Deductible in the D&O insurance
Statutory compulsory deductible in D&O insurance
Since August 5, 2009, the German Act on the Appropriateness of Management Board Remuneration (VorstAG, Section 93 (2) AktG) has stipulated that a company D&O insurance policy for Management Board members must include a deductible of at least 10% of the loss and may not exceed one and a half times the fixed annual remuneration. This means that 1.5 times the gross annual fixed remuneration in the year of the breach of duty is the upper limit in the event of a claim for those affected.
Conclusion: In the event of a breach of duty, the Executive Board member concerned must pay at least 10% of the loss - but no more than 1.5 times their annual remuneration.
Does this regulation also apply to GmbH managing directors?
No. Although the liability principles of management boards (AktG) and managing directors (GmbHG) are similar, the statutory mandatory deductible does not apply to managing directors of GmbHs. However, it applies not only to public limited companies (AG), but also to Societas Europaea (SE) and other company forms.

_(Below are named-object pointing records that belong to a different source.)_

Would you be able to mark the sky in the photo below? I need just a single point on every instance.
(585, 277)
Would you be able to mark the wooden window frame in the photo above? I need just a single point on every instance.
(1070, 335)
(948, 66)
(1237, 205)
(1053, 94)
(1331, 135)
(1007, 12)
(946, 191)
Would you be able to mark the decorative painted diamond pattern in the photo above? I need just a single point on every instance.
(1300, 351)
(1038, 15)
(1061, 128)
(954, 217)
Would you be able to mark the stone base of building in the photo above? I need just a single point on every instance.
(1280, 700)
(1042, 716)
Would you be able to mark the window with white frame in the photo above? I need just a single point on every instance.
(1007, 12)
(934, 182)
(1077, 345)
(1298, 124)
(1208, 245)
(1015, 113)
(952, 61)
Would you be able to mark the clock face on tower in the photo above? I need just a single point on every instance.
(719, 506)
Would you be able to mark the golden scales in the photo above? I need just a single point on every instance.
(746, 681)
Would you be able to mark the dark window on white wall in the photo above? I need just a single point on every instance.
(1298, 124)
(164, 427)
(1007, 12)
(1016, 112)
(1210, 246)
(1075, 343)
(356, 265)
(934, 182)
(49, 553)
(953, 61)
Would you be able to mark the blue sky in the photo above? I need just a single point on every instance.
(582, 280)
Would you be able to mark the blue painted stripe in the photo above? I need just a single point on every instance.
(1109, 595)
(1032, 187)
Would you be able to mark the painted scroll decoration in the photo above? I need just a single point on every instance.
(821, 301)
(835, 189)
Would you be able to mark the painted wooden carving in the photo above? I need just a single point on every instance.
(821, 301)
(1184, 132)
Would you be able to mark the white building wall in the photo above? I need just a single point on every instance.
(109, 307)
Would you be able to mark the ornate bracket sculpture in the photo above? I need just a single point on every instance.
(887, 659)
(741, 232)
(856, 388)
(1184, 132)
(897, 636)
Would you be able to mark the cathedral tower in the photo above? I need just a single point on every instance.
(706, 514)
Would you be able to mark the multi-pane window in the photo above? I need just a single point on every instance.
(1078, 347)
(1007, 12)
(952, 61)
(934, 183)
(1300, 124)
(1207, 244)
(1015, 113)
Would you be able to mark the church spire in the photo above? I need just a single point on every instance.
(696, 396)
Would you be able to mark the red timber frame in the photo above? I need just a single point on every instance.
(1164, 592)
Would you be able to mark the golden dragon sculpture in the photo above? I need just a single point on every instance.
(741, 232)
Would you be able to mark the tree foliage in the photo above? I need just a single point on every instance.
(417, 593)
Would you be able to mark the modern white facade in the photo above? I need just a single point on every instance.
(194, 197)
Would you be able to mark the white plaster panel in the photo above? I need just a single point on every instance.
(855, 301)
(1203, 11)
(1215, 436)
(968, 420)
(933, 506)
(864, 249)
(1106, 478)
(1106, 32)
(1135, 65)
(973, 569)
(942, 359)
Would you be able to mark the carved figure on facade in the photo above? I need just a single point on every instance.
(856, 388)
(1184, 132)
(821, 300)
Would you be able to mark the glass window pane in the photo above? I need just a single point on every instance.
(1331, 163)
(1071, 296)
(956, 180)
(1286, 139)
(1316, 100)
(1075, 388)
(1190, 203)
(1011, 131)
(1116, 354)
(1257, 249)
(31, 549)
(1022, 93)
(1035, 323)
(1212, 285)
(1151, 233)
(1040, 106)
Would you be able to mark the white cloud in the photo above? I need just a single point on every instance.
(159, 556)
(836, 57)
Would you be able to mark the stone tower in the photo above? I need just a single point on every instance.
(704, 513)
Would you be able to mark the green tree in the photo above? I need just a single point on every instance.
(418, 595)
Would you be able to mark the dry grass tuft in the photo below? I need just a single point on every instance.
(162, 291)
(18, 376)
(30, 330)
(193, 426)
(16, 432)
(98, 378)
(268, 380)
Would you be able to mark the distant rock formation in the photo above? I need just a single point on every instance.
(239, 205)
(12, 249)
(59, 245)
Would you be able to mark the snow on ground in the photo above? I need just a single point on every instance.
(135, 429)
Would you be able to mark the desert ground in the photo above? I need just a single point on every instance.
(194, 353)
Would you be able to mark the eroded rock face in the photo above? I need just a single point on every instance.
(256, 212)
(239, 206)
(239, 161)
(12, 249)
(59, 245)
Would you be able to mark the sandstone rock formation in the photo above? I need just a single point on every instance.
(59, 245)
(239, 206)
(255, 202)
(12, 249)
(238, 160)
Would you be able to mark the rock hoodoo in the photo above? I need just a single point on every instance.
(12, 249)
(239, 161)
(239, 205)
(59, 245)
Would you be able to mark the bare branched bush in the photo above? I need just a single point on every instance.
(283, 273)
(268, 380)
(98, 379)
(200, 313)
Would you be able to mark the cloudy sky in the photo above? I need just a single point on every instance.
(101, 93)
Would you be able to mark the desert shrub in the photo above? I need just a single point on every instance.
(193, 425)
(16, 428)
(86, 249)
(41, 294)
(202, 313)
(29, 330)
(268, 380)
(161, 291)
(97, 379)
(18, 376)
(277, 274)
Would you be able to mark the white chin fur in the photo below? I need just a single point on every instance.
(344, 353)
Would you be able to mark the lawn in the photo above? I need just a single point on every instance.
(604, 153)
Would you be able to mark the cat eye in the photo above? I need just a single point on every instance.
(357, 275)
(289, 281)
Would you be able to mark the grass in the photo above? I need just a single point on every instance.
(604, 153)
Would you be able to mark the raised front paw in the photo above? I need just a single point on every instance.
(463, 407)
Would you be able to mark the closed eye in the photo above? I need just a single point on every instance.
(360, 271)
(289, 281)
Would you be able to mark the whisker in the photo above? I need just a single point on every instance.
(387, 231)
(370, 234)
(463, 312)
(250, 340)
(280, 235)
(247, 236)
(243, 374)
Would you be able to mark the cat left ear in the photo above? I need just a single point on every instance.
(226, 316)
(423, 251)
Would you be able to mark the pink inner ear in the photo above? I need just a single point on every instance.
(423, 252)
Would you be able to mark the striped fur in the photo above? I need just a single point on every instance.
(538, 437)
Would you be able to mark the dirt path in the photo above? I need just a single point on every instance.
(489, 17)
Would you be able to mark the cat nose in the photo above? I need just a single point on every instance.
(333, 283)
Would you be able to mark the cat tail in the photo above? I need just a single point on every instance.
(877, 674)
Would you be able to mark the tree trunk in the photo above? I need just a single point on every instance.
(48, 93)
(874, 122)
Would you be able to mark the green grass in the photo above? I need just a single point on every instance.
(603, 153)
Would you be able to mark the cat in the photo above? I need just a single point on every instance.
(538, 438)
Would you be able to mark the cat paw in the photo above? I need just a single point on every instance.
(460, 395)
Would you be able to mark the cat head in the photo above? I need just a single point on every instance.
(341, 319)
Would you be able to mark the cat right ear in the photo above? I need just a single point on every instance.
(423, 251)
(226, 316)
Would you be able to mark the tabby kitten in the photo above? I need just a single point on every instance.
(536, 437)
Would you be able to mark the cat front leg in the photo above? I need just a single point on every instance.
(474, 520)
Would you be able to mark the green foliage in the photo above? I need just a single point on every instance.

Does this also apply to supervisory board members in the AG/SE?
There is no legal obligation for Supervisory Board members to agree a deductible. In the past, however, the 2019 version of the German Corporate Governance Code (GCGC) recommended a comparable deductible for Supervisory Board members. However, this is no longer included in the current 2022 version of the Code. As a result, only a few companies have integrated this deductible into their articles of association and thus into their corporate D&O programs.
Coverage gap in the event of damage. Solutions?
The legally prescribed excess creates a gap in cover for corporate D&O insurance policies, as they do not cover 100% of the loss. Those affected therefore again bear the risk of being held liable privately.
Insurance providers have reacted to this legal situation and offer appropriate solutions:
Separate D&O deductible insurance policies that cover the statutory deductible, usually as a supplement to the company D&O policy.
Personal D&O insurance, which is a fully comprehensive D&O insurance policy - including cover for the statutory deductible
In practice, personal D&O insurance often makes more sense. This is because, in addition to covering the deductible, it offers:
A separate, non-shared sum insured, independent of the company D&O.
Full control, as the board member herself becomes the policyholder and decides on the amount of the sum insured and content.
- Coverage/participation in voluntary settlements, which are significantly more relevant in practice than the statutory deductible.